One of the delights of running a little Raspberry Pi as a primary server for a couple of users, all their devices and several domains, is the achievement associated with getting quarts out of pint pots.  While in our case, the main motivation is to use as little power as possible, as we are off-grid, I would probably use a Pi where I could even if we were on-grid, as it is so much more satisfying than simply throwing hardware at the delivery of  office services.  One part of that equation is anti-spam, and a while ago, I wrote about migrating from spamassasin, which is a resource hog, to dspam, which isn't. I then had to go back to spamassassin as dspam succumbed to bitrot and was no longer supported on Debian/Raspbian, before I find ways of running the venerable bogofilter as a server-based anti-spam solution. The previous posts are here and here.

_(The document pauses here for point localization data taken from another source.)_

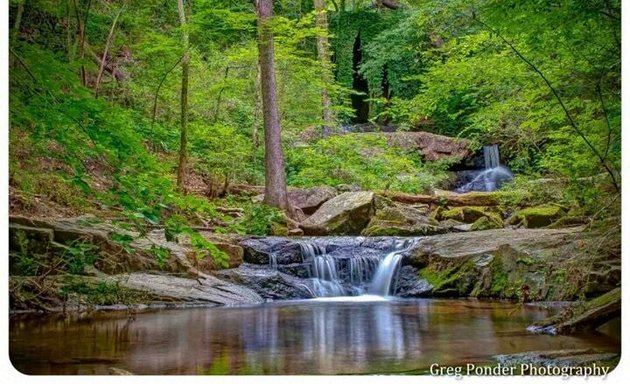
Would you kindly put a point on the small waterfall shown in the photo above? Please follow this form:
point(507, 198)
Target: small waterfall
point(494, 174)
point(491, 156)
point(349, 274)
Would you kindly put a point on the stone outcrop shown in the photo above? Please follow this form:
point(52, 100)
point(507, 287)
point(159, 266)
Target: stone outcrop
point(526, 264)
point(536, 217)
point(98, 252)
point(269, 284)
point(346, 214)
point(431, 146)
point(397, 220)
point(307, 200)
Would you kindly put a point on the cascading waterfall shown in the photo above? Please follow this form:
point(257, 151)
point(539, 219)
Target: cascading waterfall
point(352, 275)
point(492, 176)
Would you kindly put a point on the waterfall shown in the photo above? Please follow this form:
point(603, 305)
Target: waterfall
point(349, 273)
point(491, 156)
point(494, 174)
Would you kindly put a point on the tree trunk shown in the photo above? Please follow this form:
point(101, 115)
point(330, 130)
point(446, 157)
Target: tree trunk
point(275, 179)
point(108, 44)
point(183, 141)
point(321, 21)
point(81, 25)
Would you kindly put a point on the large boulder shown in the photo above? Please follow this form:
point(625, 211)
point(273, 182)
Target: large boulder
point(400, 220)
point(410, 284)
point(536, 217)
point(268, 283)
point(526, 264)
point(307, 200)
point(346, 214)
point(481, 218)
point(431, 146)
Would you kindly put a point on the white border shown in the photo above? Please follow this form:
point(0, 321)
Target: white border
point(13, 376)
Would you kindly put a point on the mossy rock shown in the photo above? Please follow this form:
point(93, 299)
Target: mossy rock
point(536, 217)
point(470, 215)
point(569, 221)
point(485, 222)
point(279, 230)
point(398, 220)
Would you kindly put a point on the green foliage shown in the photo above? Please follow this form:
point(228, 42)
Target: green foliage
point(365, 160)
point(178, 225)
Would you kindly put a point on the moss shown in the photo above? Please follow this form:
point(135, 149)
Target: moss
point(485, 222)
point(91, 292)
point(536, 217)
point(455, 278)
point(279, 229)
point(526, 260)
point(436, 214)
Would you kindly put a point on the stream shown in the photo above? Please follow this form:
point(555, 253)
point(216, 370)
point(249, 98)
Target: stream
point(341, 335)
point(341, 312)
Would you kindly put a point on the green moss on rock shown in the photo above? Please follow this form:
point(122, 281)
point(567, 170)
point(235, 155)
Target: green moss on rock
point(536, 217)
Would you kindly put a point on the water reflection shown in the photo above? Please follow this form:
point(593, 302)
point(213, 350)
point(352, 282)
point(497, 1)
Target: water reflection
point(314, 337)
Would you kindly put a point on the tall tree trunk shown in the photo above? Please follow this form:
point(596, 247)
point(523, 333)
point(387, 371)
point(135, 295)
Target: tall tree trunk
point(275, 179)
point(183, 140)
point(321, 21)
point(108, 44)
point(257, 108)
point(81, 26)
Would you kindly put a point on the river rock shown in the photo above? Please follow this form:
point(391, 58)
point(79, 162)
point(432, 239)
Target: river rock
point(268, 283)
point(536, 217)
point(432, 147)
point(307, 200)
point(398, 220)
point(484, 223)
point(526, 264)
point(470, 215)
point(410, 284)
point(346, 214)
point(207, 291)
point(260, 250)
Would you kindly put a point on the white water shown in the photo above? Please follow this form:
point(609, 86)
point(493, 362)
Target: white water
point(352, 275)
point(382, 282)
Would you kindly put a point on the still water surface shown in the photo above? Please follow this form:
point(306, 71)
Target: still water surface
point(299, 337)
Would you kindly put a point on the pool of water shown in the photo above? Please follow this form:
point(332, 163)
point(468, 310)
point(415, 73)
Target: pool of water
point(340, 336)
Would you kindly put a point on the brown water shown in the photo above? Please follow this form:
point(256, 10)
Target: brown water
point(300, 337)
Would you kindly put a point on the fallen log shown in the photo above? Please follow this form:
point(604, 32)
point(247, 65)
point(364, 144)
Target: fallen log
point(449, 198)
point(246, 189)
point(582, 319)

While the initial setup of bogofilter against postfix and dovecot was not especially easy, as documentation is thin on the ground, we have been impressed with its accuracy, and its resource use is so light as to be mere noise rather than even registering in top or htop.  One design choice was whether to use the original Berkeley database or to use the more modern sqlite. Now I deeply distrust Berkeley database.  This is due to an incident 20 years ago when I ran Cyrus IMAP as an imap server in a company, and had to become quite adept at database recovery, as Cyrus used Berkeley db as its message store.  When dovecot matured, with the option of using maildir, I migrated that company as quickly as I culd to get away from the database trouble.  So I have shied away from Berkeley ever since.  Meanwhile, I find that there are quite a few instances of sqlite in my life, and none seem to give trouble.  As bogofilter can be installed under Debian in either its db or sqlite versions, I plumped for the sqlite option.

I was checking over the weekly database backups when I noticed that the bogofilter words list was 107Mb in size. I wondered how fragmented it was likely to be, and soon found a utility I had never bothered to use before, bf_compact. How hard could it be to run this?  You run it against the folder in which the database and other files if you run other features of bogofilter, and there are version for Berkeley db and sqlite. I chose the sqlite version and it ran for a couple of minutes.

Then the error messages started.

Fortunately the utility's first job is to create a new version of the wordlist folder, so the .old directory still had the original files. I quickly copied that over, to get things working again, and took to search engines to find what went wrong.  Nothing much was available, but one post did note simply to use the native sqlite vacuum command. In my case, this was simply:

sqlite3 wordlist.db 'VACUUM;

which reduced the file from 107Mb to 85Mb.  But more to the point it reduced the average delay caused by running an email through bogofilter from around 4-5 second to 2-3 seconds.  This was the first time doing any maintenance at all to the database since installing the system around July or August last year.

All in all, I still think bogofilter is a very good anti-spam solution for servers, whereas its most common usage is at client level. I have it configured to maintain a word list globally, but it can be set up, perhaps it's best set up, to use per-user wordlists.  This will allow it to be trained to an individual's requirements.  I once worked at a company where a good subset of users had legitimate requirements to send and receive emails with words that would definitely trigger conventional anti-spam systems. Bogofilter would have allowed those individuals to have their own anti-spam database which might have been more effective.

How effective is this? Well we have had an average of around 2000-3000 spam attempts a month, with some peaks and some troughs, and excluding smtp probe attempts, which are around 10 times that number, many of which are blocked by fail2ban. The postfix defences are pretty good, and it is rare for a spam message to get through both postfix and bogofilter. I would estimate about 2-5 a month at most when spammers change their techniques, but months can go by without ever seeing spam, other than those correctly classified and automatically put into the spam folder. These are moved to the user's junk folder and are automatically reclassified, helping with learning.

Addendum: I have now moved the root of the server to an SSD. This has further improved the performance of bogofilter. Regarding new spam types, it seems to take two examples of "learning" by moving spam into the spam folder, should new foms of spam hit the inbox, for it and similar variants to be correctly classified.